Vinjeøra - Trondheim - Ekne
Día 125
No sé cómo lo hace mi papi, pero siempre consigue que salgamos dentro de nuestra “hora habitual”, que no es muy temprano, pero tampoco lo bastante tarde como para quejarse mucho. Esta vez nos tocaba Trondheim, una ciudad con nombre de trueno y alma de paseo. Cogimos el coche y, como de costumbre, me tocó hacer de copiloto sin mapa ni idea, pero con muchas ganas. Casi dos horas de viaje sin parar ni a olfatear un árbol. Casi. A veces creo que esto es más rally que road trip.
Aparcamos gratis (que eso le encanta a papi) en un barrio tranquilo donde se puede estar cuatro horas sin que venga nadie a decirte que muevas el coche. Para nosotros, cuatro horas es como un día entero: suficiente para patearnos una ciudad y sacar un millón de fotos en las que salgo con cara de “esto no es pienso”.
Entramos a la ciudad desde Bakklandet, que ya de por sí es un paseo. Casitas de colores, flores por todas partes, terrazas llenas de humanos con café y yo sin poder entrar a ninguna. Desde ahí cruzamos el Gamle Bybro, el Puente Viejo. Y qué puente, amigos. Rojo como mi pelota favorita y con unas torres de madera que parecen salidas de un cuento vikingo. Lo construyeron allá por 1861, pero ya había un puente en ese sitio desde el siglo XVII. Lo más guay es que cuando lo cruzas, parece que estás entrando en otro mundo... o saliendo de uno. Según el sentido, claro.

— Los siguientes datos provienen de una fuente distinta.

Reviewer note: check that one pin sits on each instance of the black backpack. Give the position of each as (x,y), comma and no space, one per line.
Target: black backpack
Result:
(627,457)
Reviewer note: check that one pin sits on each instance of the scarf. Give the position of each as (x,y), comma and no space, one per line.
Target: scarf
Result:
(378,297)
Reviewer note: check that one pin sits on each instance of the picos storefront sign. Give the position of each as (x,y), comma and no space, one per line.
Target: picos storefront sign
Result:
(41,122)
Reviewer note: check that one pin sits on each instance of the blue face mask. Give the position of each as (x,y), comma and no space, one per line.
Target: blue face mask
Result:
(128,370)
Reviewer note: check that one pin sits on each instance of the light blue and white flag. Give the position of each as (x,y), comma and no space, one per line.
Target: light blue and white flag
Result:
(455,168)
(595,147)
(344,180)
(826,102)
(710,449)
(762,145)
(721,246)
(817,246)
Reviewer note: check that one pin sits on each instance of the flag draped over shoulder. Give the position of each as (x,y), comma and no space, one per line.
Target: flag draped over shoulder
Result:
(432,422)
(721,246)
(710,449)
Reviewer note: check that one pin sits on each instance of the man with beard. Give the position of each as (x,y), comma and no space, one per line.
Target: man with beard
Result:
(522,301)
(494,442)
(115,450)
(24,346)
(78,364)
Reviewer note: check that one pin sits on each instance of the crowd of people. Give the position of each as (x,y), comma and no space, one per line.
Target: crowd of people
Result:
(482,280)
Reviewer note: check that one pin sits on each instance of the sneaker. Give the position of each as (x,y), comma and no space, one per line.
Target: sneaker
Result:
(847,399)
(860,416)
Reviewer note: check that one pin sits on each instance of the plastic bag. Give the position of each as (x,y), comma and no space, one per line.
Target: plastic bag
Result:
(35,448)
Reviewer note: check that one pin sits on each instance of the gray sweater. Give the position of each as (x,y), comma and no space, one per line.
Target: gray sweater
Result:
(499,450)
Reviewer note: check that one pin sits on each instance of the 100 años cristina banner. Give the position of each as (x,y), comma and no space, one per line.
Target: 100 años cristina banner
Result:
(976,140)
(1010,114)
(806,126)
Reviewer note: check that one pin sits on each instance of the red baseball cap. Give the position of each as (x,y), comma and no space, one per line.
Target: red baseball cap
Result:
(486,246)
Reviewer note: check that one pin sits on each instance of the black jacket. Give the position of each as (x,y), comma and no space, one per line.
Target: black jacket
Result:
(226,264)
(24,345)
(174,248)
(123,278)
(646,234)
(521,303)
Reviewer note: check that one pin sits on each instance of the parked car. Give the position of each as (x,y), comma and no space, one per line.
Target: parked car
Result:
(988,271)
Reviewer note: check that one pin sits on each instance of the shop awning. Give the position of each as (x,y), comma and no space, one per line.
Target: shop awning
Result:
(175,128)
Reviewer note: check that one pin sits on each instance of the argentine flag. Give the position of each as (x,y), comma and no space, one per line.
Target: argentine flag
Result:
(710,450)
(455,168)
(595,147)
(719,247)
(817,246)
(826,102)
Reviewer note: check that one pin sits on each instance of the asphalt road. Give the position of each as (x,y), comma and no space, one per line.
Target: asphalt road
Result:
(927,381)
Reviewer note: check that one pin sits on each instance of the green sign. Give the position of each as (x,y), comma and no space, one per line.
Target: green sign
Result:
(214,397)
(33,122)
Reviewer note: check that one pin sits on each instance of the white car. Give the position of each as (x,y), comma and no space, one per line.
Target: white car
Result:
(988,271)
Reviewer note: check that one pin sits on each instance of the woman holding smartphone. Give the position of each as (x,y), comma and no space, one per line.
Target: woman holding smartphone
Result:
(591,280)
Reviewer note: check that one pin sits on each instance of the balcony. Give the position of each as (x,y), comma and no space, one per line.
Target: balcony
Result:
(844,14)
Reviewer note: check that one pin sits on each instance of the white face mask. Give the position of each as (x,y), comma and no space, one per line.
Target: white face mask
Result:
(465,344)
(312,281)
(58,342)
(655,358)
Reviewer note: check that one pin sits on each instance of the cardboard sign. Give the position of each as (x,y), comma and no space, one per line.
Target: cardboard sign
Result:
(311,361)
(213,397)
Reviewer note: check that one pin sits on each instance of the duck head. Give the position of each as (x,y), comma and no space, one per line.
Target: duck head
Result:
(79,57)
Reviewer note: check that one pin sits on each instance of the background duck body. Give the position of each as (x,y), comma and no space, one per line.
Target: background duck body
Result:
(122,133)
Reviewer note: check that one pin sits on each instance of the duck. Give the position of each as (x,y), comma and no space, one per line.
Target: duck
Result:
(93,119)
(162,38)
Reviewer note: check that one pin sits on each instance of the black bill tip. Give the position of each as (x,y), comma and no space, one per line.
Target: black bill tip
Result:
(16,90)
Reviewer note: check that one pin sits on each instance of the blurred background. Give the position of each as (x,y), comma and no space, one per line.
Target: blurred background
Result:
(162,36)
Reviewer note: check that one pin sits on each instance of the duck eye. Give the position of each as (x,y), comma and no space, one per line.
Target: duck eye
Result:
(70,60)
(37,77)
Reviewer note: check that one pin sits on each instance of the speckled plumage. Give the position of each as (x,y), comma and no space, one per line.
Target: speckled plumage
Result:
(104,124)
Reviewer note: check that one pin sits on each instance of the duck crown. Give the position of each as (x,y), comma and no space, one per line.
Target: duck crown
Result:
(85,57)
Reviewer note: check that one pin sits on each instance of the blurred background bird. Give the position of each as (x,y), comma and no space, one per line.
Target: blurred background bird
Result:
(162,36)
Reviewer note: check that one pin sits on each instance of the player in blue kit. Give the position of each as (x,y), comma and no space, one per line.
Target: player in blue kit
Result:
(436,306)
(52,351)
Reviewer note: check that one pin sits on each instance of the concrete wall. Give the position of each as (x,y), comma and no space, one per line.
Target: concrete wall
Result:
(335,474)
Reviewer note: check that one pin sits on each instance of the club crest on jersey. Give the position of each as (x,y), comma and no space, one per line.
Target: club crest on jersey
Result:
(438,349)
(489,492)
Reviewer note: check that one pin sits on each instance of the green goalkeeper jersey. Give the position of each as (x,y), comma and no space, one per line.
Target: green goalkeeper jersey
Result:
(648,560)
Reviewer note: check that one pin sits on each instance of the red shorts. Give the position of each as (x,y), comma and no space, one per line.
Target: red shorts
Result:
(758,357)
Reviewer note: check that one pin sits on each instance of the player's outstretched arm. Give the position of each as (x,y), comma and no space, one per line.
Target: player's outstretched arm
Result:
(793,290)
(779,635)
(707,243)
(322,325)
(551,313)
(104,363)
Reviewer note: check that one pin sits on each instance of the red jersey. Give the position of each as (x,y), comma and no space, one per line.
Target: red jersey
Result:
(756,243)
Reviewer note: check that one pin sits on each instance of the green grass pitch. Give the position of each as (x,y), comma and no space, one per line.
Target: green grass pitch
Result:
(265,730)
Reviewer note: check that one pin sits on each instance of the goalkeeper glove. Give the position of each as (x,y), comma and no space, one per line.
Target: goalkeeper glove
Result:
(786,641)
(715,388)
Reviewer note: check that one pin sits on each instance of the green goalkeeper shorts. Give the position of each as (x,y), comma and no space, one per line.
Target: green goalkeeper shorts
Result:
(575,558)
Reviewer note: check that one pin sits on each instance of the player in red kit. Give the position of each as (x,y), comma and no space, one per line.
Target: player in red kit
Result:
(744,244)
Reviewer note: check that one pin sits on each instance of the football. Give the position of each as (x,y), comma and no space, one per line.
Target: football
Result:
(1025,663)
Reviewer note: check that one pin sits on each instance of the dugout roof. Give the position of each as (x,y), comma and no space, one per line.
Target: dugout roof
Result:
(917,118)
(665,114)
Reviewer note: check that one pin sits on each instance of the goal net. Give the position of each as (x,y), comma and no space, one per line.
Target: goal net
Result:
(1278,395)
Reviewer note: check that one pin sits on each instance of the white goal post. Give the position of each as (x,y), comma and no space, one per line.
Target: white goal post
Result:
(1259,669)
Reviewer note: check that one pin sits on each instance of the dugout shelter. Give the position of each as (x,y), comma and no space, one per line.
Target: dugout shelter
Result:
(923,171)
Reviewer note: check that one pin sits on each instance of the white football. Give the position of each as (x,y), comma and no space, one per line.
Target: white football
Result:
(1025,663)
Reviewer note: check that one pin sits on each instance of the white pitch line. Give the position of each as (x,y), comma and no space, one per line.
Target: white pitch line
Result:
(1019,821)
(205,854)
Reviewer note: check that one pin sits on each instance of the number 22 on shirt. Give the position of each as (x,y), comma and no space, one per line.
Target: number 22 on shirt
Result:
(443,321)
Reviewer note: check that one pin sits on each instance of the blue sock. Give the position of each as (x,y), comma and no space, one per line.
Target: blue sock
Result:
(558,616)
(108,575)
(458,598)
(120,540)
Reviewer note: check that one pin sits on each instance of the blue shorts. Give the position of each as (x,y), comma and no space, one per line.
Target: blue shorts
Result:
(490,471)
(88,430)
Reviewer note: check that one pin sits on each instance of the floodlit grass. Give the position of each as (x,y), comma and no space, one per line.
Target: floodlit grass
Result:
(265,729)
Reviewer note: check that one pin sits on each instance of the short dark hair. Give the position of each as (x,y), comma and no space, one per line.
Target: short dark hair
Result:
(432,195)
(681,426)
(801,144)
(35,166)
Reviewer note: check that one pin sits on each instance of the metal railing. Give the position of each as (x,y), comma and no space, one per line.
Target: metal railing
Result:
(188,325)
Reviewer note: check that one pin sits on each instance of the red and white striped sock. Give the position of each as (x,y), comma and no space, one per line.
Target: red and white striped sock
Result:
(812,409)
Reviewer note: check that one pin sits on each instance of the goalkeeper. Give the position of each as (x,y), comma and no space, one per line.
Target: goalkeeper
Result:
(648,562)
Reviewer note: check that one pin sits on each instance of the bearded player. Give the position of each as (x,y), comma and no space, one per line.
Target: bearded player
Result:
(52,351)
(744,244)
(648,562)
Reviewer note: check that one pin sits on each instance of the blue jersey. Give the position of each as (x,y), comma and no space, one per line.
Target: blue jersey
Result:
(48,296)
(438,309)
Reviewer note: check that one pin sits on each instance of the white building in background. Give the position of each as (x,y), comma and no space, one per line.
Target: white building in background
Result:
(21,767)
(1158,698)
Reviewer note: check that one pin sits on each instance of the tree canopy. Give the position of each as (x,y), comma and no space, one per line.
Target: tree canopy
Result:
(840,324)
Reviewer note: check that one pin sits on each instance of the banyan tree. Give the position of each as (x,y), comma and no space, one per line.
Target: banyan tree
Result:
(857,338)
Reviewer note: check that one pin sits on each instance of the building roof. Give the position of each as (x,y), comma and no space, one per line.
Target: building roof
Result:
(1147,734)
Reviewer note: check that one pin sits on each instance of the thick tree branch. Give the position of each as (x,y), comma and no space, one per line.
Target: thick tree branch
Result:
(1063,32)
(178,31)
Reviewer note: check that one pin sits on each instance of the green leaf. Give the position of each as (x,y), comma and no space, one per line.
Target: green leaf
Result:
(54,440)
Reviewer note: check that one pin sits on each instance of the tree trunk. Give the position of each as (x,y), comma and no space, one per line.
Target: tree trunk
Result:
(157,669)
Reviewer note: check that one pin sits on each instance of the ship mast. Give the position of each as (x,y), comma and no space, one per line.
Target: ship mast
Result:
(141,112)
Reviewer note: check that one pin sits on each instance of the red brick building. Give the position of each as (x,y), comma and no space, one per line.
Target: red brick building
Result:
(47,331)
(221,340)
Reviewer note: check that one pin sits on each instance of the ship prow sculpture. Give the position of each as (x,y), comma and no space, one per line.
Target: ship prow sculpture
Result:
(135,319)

Seguimos hasta el Piren, que suena como si fuera un perro muy elegante, pero en realidad es un muelle moderno con vistas chulas y un ambiente muy relajado. De ahí bajamos a la Nidelva Promenade, que es un camino largo y bonito a orillas del río. Ideal para estirar las patas, perseguir hojas flotantes y, si te dejan, meter el hocico en el agua (no me dejaron).
Después nos metimos un buen paseo por el centro más moderno y comercial de la ciudad. Lleno de tiendas, humanos cargando bolsas y algún que otro intento de colarme en una cafetería. Fracasé. Pero olía todo muy bien.
Y para terminar el paseo con estilo, visitamos la Catedral de Trondheim, también llamada Nidarosdomen, que es tan impresionante que hasta yo me quedé quieto mirándola un rato. La fachada parece una tarta de piedra gótica decorada con estatuas, ventanas y algún que otro cuervo de atrezo. Es el lugar donde coronan a los reyes de Noruega, aunque no vi ninguno ese día. Supongo que no se dejan ver si no llevas cita.
Justo al lado está el Palacio Arzobispal, que es el edificio secular más antiguo de toda Escandinavia. Secular, dice papi, pero yo solo vi muros gordos y muchas esquinas que olían a historia (y a turistas).
Luego vuelta al puente, otro paseíto por Bakklandet (que uno nunca se cansa de lo bonito) y al coche. La ciudad nos sorprendió un montón. Papi dijo que le gustó más que Bergen y Stavanger, y yo estoy de acuerdo: menos cuestas, menos lluvia y más rincones para husmear. El sol nos acompañó todo el rato y hasta parecía que estábamos en vacaciones de verano. De esas que duran solo cuatro horas.
Casi agotamos el tiempo del aparcamiento, así que volvimos a por el coche y seguimos ruta. Tocaban unos 80 kilómetros más, pero eso nos llevó como si fueran 800. Entre paradas, siestas (mías) y búsqueda de un sitio donde comer algo (muy tarde, como siempre), el día se nos fue estirando como mi bostezo mañanero.
Al final llegamos a un sitio mágico junto a un fiordo, con luz de casi medianoche y silencio de cuento. Costó encontrarlo, pero mereció la pena. Estamos aparcados al borde del agua, rodeados de montañas y con un aire que huele a tranquilidad... y a musgo fresco. Este es el tipo de sitio donde uno quiere quedarse para siempre. O por lo menos hasta que papi vuelva a decir “¡Vámonos, Chuly!”.